Poseł PO Konstanty Miodowicz nie żyje

Po ciężkiej chorobie w szpitalu MSW w Warszawie zmarł znany poseł PO i przewodniczący sejmowej komisji ds. służb specjalnych Konstanty Miodowicz.

Publikacja: 23.08.2013 15:42

Konstanty Miodowicz

Konstanty Miodowicz

Foto: Fotorzepa, MW Michał Walczak

"Prezydent ze smutkiem przyjął wiadomość o śmierci Konstantego Miodowicza, zasłużonego działacza antykomunistycznej opozycji, w wolnej Polsce jednego z najbardziej zasłużonych twórców służb specjalnych demokratycznego państwa, parlamentarzysty pięciu kadencji Sejmu" -  podała Kancelaria Prezydenta.

W ocenie Bronisława Komorowskiego Konstanty Miodowicz "był znakomitym przykładem państwowca, człowieka rzetelnego, uczciwego, dla którego udział w życiu politycznym nie był drogą do osobistej kariery, ale pełną poświęcenia służbą Polsce".

- Zmarł wielki patriota, człowiek wielkiego serca, znawca służb i autorytet w tym środowisku.

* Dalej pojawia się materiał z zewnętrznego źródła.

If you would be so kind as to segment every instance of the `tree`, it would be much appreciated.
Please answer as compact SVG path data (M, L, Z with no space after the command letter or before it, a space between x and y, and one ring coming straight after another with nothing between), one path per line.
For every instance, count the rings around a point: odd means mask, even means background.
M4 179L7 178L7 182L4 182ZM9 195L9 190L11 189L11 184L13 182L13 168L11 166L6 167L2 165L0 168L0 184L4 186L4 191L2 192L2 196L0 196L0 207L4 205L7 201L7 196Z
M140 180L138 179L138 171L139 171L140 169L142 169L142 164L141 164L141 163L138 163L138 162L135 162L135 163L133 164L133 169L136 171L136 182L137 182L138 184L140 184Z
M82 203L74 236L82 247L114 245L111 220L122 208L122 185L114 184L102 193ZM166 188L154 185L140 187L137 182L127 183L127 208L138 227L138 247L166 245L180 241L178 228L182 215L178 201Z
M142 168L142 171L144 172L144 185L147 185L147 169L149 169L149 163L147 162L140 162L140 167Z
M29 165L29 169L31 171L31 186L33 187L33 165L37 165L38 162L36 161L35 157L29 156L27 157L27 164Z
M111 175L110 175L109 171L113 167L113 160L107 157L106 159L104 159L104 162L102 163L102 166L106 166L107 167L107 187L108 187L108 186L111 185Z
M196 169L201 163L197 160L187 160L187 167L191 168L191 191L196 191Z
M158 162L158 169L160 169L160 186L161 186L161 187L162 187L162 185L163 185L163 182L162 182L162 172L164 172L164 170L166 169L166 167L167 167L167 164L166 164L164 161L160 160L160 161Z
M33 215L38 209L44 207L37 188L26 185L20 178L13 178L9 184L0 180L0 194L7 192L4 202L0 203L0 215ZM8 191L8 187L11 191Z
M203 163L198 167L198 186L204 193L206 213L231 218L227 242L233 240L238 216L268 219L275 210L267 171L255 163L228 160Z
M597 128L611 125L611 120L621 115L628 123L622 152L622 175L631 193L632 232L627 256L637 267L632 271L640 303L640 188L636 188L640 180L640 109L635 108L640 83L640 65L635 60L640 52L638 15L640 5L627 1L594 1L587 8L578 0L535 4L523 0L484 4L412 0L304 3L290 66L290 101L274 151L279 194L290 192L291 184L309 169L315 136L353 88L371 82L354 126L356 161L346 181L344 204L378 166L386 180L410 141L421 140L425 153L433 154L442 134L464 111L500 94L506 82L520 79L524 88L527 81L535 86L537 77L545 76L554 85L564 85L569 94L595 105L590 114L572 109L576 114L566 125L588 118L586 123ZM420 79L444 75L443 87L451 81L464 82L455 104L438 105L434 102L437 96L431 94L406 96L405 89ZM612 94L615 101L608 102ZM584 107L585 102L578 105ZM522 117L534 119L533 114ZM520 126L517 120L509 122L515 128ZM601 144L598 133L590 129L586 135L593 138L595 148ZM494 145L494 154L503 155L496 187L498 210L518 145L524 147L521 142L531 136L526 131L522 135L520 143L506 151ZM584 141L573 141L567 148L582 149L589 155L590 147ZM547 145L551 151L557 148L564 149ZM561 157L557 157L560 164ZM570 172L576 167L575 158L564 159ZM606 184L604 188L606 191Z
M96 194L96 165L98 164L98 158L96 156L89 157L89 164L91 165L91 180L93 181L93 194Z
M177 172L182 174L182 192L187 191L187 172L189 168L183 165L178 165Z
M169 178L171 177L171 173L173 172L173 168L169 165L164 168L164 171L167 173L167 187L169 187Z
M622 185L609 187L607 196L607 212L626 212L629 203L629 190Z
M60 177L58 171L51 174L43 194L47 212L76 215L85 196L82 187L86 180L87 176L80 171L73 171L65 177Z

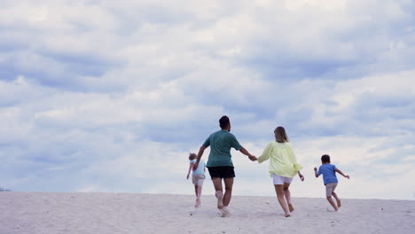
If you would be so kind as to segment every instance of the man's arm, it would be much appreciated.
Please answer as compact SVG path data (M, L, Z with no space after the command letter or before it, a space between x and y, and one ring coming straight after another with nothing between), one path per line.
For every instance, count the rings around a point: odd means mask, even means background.
M337 173L339 173L340 175L343 176L344 177L346 177L346 178L348 178L348 179L350 178L350 176L348 176L348 175L347 175L347 176L344 175L344 174L343 174L341 170L339 170L338 168L335 168L334 170L335 170Z
M240 150L240 152L242 152L243 154L248 156L249 160L252 160L252 161L254 161L256 160L256 157L252 155L251 153L249 153L248 151L247 151L247 149L245 149L244 147L242 147Z
M200 146L200 149L199 149L198 158L196 160L196 162L193 165L193 170L196 170L198 168L199 162L200 161L200 158L203 155L203 152L205 152L206 148L207 147L205 145L202 145Z

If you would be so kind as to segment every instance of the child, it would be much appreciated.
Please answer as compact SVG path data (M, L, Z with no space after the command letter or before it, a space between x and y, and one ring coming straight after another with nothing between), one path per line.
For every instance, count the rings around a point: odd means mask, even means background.
M186 178L189 179L189 175L193 168L194 163L196 162L196 153L190 153L189 154L189 171L187 172ZM203 160L200 160L198 165L198 168L192 171L192 182L194 184L194 192L196 193L196 203L194 207L197 208L200 206L200 195L201 190L203 186L203 182L205 181L205 162Z
M348 179L349 179L350 177L348 176L345 176L341 170L339 170L336 168L336 166L330 164L330 156L327 154L321 156L321 164L322 165L318 168L318 171L317 168L314 168L314 174L316 177L318 177L318 176L323 174L323 181L325 185L325 196L327 196L327 200L330 203L330 205L332 205L334 210L337 211L339 207L341 207L341 202L339 197L337 197L337 194L334 192L338 183L336 172ZM332 195L336 199L337 206L336 204L334 204L334 201L332 199Z
M304 181L304 176L300 172L302 166L297 163L291 144L288 142L286 129L278 127L274 130L275 141L270 142L262 155L258 158L262 163L270 159L270 176L273 177L275 191L279 205L285 212L285 216L291 216L294 210L291 202L291 192L289 186L293 177L298 174L300 179Z

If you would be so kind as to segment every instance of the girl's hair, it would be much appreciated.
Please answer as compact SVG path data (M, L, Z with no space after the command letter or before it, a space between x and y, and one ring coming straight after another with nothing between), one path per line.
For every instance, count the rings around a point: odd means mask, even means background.
M197 157L196 153L194 153L194 152L189 153L189 160L192 160L196 159L196 157Z
M330 156L328 154L325 154L323 156L321 156L321 162L323 163L330 163Z
M288 136L286 136L286 129L284 127L278 127L274 130L275 140L279 143L289 142Z

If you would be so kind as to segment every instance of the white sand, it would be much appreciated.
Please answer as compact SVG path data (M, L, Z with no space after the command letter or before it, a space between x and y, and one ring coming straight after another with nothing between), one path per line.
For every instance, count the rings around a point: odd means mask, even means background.
M276 198L234 196L219 217L214 195L0 192L0 233L415 233L415 201L294 198L285 218Z

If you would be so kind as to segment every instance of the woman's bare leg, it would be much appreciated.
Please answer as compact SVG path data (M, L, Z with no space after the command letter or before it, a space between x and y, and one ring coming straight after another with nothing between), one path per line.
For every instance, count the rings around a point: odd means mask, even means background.
M289 217L291 216L290 211L286 206L286 199L284 198L284 185L283 184L274 184L275 191L277 192L277 199L278 199L279 205L284 210L285 216Z
M293 203L291 202L291 192L289 190L290 183L284 183L284 196L286 197L286 204L288 205L288 209L290 212L294 211Z

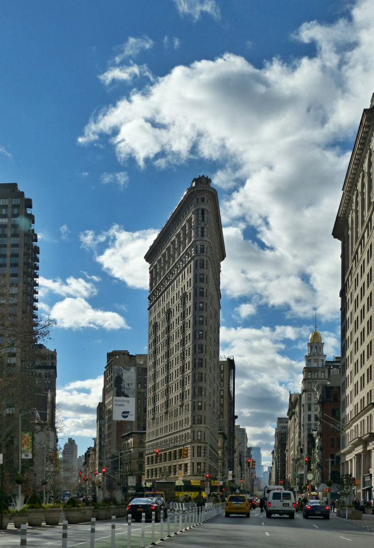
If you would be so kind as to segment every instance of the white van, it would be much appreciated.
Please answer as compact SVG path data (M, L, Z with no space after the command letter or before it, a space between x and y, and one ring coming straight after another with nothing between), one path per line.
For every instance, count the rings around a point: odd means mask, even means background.
M273 514L286 515L292 520L295 517L295 499L292 491L271 491L266 504L266 517Z

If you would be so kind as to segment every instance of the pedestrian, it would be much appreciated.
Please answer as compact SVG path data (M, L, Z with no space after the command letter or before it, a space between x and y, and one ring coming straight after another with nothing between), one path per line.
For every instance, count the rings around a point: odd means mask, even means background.
M202 505L204 503L204 497L201 494L201 491L199 492L199 494L196 495L195 502L197 506L197 513L202 511Z

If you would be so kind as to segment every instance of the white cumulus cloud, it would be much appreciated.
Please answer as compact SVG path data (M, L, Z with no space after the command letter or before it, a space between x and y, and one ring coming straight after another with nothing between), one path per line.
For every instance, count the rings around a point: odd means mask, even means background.
M148 265L143 257L157 233L153 229L130 232L114 225L107 232L97 236L88 230L81 234L80 238L83 247L94 250L95 260L106 272L131 287L146 289Z
M124 318L117 312L95 310L82 297L67 297L56 302L49 313L57 321L57 327L64 329L128 329Z

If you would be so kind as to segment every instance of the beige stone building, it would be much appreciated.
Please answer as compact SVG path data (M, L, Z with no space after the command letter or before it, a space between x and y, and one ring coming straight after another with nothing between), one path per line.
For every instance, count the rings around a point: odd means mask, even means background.
M145 257L150 265L147 481L217 477L225 256L217 191L209 179L199 176Z
M332 235L341 248L341 469L372 498L374 95L364 110Z

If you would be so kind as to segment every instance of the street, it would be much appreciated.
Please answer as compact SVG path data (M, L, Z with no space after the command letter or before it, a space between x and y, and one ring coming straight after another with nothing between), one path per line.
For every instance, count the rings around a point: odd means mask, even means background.
M179 517L177 516L179 520ZM177 521L179 524L179 521ZM150 544L151 524L146 523L145 545ZM89 524L70 526L67 546L89 547ZM95 548L110 548L110 521L97 523ZM132 548L140 548L140 526L133 522ZM127 524L125 519L118 520L116 524L116 546L127 546ZM171 516L171 533L174 531L174 515ZM61 546L61 526L28 528L27 546L42 548L44 546L60 548ZM281 548L315 548L316 546L330 547L359 546L360 548L372 548L374 520L362 522L347 521L332 516L329 520L320 518L303 518L297 513L294 520L285 516L267 518L259 509L251 511L251 517L231 516L225 518L222 513L210 521L171 538L167 538L167 524L163 526L165 548L185 548L188 546L247 547L274 546ZM160 524L156 524L155 540L160 538ZM0 533L0 546L12 548L20 546L20 532L14 529Z

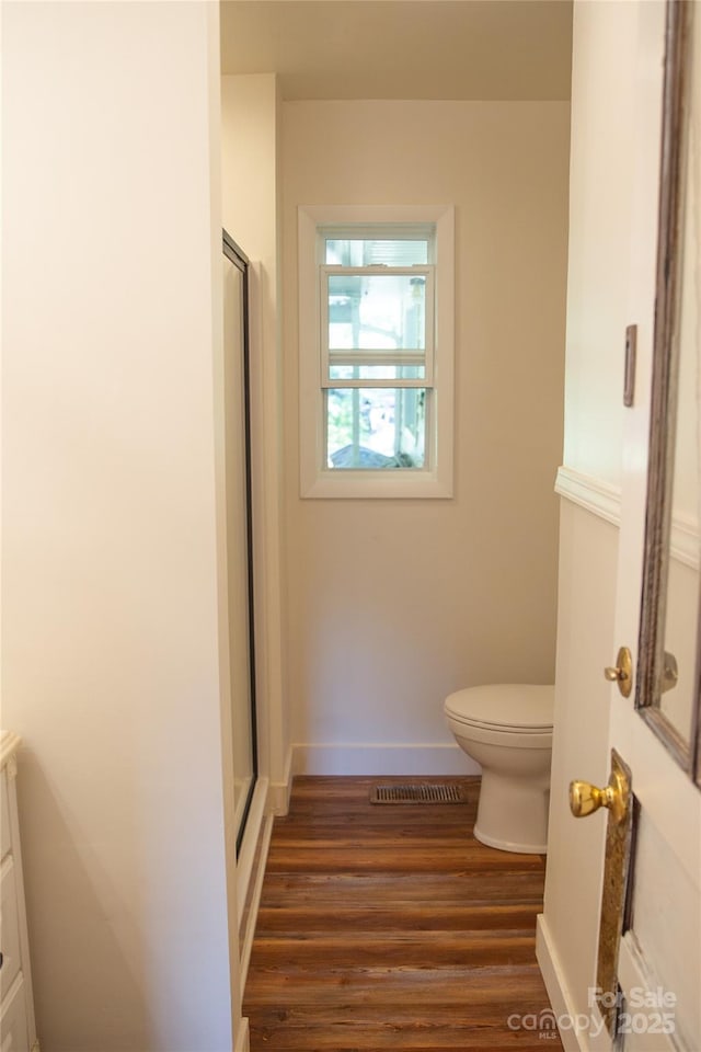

Od wczesnej młodości służył idei niepodległości Polski nie zważając na osobiste koszty, jakie poniósł, bo przecież przez wiele lat był więziony przez komunistyczną władzę. Jego odejście to ogromna strata dla Polski - mówi „Rz" Wojciech Brochwicz, wiceminister spraw wewnętrznych i administracji w rządzie Jerzego Buzka.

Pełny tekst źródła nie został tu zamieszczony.